13. In January 2011, the US Court entered final judgment for the class on the contempt motion in the amount of $353,600,000 against the estate, Imelda Marcos, and Ferdinand R. Marcos Jr. The final judgment was affirmed on appeal.

14. The judgment proved useful in the artwork litigation in New York involving paintings purchased by Imelda Marcos which were held or sold by Vilma Bautista, Imelda’s personal secretary in New York. The class executed on the paintings and proceeds from their sale, and recovered $23.75 million. But for the contempt judgment, this would not have been possible.

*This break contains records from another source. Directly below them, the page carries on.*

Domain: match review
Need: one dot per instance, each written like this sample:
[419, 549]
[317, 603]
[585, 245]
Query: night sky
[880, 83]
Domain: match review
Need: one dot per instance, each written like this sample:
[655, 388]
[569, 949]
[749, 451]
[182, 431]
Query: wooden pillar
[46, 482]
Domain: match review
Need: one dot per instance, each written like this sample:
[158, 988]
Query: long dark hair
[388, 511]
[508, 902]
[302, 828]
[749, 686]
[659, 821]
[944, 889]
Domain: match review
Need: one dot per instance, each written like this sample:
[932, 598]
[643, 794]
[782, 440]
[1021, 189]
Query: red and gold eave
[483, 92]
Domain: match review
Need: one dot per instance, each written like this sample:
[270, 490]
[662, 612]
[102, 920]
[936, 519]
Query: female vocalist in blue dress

15. Marcos Jr. and Imelda have never disclosed the identity of the estate’s assets which would allow the class to collect on its judgments. Likewise, they have never disclosed their personal assets to allow the class to collect on the contempt judgment.

16. The contempt proceedings in the US demonstrate the unlawful conduct of Marcos Jr. and his disdain for courts and the law. They mirror his unlawful conduct resulting in his conviction for tax fraud in the Philippines.